If one googles the phrase "erroneous removal," as of October 15, 2006, one finds 520 total entries on Google (compared to over 9000 for the phrase "fraudulent joinder", 49 thousand for the phrase "complete diversity", 1.5 million for the phrase "federal jurisdiction", 1.7 million for the phrase "tort reform", and 2.4 million for "remand +jurisdiction"). Six of the top seven are references to the Eisenberg/Morrison paper, and the seventh has nothing to do with federal jurisdiction. Out of the top twenty Google search results for the phrase, eight are references to the Eisenberg/Morrison paper, and twelve have nothing to do with federal jurisdiction.

The phrase appears precisely once in Supreme Court opinions in the last twenty years, in Caterpillar v. Lewis; the Supreme Court used it in the context of a case that was removed but should not have been removed, though it was never remanded. In other words, in a different sense than Eisenberg/Morrison use it, and closer to the sense I argue "erroneous removal" is better understood.

Only one paper on SSRN uses the phrase "erroneous removal" in a title or abstract: Eisenberg/Morrison.

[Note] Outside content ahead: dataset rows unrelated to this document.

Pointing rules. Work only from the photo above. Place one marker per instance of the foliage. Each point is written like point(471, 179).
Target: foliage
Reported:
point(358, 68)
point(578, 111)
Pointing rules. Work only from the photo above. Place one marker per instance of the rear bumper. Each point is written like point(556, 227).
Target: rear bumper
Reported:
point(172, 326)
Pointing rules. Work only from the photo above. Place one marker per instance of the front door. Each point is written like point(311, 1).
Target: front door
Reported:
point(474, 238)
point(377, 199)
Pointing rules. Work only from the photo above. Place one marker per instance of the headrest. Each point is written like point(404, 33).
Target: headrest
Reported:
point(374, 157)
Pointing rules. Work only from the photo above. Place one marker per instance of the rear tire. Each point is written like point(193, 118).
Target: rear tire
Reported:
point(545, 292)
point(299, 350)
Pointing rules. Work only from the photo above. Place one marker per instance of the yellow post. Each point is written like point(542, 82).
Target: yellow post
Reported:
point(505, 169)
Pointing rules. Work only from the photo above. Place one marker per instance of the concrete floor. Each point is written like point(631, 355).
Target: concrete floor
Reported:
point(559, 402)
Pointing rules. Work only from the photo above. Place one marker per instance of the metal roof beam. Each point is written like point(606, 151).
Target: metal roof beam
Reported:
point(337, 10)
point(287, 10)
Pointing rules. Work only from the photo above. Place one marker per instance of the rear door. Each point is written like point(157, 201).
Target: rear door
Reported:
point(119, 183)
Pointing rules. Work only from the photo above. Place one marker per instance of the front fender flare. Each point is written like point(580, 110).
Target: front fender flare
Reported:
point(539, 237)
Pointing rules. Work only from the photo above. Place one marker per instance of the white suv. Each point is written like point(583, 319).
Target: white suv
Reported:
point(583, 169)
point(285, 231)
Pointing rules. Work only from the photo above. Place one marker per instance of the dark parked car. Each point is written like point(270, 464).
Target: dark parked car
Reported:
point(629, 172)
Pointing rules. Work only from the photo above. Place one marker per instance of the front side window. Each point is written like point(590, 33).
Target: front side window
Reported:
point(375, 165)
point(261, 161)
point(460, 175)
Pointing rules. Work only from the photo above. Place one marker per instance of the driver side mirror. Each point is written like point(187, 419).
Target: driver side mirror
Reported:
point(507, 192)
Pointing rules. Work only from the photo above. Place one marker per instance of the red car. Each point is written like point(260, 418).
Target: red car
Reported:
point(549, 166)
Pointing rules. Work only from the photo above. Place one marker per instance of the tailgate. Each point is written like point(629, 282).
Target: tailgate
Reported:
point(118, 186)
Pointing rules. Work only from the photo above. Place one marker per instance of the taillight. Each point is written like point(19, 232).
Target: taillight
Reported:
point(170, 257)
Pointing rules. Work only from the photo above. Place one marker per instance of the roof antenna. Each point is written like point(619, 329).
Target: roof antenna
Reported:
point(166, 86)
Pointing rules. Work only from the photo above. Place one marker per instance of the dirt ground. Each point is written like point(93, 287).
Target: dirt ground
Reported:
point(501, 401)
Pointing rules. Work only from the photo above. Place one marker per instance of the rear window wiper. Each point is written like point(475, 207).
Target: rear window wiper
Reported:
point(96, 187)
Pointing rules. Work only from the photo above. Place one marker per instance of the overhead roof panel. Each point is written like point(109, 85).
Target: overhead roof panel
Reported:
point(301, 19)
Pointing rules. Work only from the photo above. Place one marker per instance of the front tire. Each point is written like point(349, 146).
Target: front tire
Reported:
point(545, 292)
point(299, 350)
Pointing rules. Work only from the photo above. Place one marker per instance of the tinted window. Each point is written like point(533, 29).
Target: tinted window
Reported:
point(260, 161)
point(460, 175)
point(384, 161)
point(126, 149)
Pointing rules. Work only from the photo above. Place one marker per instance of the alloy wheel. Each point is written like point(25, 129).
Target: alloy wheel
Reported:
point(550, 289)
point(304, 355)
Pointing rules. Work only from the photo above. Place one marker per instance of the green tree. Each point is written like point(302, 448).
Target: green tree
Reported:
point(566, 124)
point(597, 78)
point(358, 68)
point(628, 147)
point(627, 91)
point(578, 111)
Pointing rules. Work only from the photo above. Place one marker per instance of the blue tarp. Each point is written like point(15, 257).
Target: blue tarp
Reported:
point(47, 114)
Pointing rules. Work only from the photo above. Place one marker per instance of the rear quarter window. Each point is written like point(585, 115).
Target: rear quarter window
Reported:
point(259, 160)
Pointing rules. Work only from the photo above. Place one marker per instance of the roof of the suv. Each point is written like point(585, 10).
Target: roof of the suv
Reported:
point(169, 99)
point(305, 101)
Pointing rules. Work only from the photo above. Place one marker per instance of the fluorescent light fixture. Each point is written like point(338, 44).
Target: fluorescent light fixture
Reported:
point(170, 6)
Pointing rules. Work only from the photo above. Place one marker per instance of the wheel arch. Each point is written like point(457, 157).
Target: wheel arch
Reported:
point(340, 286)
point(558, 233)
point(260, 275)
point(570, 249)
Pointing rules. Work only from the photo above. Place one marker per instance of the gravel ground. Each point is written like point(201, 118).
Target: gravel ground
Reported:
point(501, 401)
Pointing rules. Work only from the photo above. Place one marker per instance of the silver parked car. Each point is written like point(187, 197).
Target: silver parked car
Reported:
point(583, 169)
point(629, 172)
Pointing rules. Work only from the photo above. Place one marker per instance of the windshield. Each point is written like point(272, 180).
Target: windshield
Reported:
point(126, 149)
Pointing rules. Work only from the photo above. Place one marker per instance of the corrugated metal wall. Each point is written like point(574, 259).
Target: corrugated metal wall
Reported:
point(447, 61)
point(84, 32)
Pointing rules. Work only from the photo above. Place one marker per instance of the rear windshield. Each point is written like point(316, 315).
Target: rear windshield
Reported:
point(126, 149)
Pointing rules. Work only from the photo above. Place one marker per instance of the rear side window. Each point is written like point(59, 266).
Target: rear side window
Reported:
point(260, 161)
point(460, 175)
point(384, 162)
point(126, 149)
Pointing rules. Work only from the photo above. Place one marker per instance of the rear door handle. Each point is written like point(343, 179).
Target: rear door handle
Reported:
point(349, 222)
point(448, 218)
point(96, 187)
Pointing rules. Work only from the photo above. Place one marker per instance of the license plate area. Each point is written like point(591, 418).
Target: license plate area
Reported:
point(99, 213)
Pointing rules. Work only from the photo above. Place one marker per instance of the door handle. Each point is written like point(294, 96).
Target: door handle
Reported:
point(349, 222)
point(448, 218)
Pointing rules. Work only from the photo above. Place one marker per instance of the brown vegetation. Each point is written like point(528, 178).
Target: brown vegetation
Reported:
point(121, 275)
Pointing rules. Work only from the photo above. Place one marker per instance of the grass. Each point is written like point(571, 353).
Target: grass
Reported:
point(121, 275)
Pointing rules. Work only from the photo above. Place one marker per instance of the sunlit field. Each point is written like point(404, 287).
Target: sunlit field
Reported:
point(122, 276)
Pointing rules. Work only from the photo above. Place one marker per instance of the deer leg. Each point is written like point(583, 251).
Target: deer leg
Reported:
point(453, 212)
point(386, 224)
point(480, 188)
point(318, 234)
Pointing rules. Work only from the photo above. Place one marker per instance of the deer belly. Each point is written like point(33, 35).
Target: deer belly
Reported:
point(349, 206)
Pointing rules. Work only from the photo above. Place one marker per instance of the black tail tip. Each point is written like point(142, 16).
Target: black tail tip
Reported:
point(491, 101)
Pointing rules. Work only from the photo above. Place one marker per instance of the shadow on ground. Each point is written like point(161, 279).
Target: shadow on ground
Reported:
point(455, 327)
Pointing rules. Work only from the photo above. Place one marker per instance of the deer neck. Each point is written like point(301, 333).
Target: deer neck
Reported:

A grand total of thirty documents in the Westlaw JLR database use the phrase "erroneous removal." Looking at the twenty most recent entries, four are citing to Eisenberg/Morrison; four (including one that cites Eisenberg/Morrison) use it in the same sense as or in quoting Caterpillar v. Lewis; eleven are not discussing federal jurisdiction at all but rather immigration or family law; one uses the phrase "patently erroneous removal" to distinguish it from an everyday controverted remand; and one, a 2003 Marquette L. Rev. article written by a Sidley & Austin junior associate, uses it in precisely the same sense as Eisenberg/Morrison.

Given that "erroneous removal" is a synonym for "remand" in Eisenberg/Morrison, and given that the only use of the phrase in the Supreme Court has a different meaning in the federal-jurisdiction context, I stand by my argument that the term is a neologism or, at the very least, an uncommon way to rephrase the simpler standard legal terminology "remand."

The paper omits numerous arguments for why the data support reform proposals; the paper may not be "anti-reform" in the sense of a position paper, but it certainly exhibits an anti-reform confirmation bias.

I apologize if you find my statements inflammatory; it was not my intent to be inflammatory; if it was inflammatory, it was considerably less inflammatory than your accusations of me of not reading your paper, that my arguments are the product of biases, and your implicit (and Professor Eisenberg's explicit) ad hominem. I've analyzed your arguments and your paper on their own terms. Please show me the same courtesy.


Separately, Professor Morrison is correct that the word "reform" has veered from its etymological roots when used to refer to liability reform and that I am using it in the descriptivist sense that a prescriptivist might plausibly have objected to thirty years ago. (Similarly, "anti-Semitism" refers to prejudice against Jews, rather than prejudice against Semites.) If noone before me used reform in the sense that I use it here, and if "reform" were not regularly used by both sides of the debate to describe measures intended to increase the accuracy and reduce the scope and expense of the liability system, his argument would be analogous to mine.


Separately, this isn't the place to do a point-by-point complaint of each of Ted Eisenberg's papers, but I refer one, for example, to Professor George Priest's refutation of the Eisenberg/Miller paper on class-action fees, where the problems of magnet jurisdictions and coupon settlements were effectively assumed away, and the results then used to argue against the adoption of the Class Action Fairness Act.

Posted by: Ted | Oct 15, 2006 8:55:49 AM

Cf. also Santamarina v. Sears, Roebuck & Co., No. 06-3054 (7th Cir. Oct. 19, 2006), which, without using the term "erroneous removal" refers to other situations where a case can be erroneously removed, but not remanded.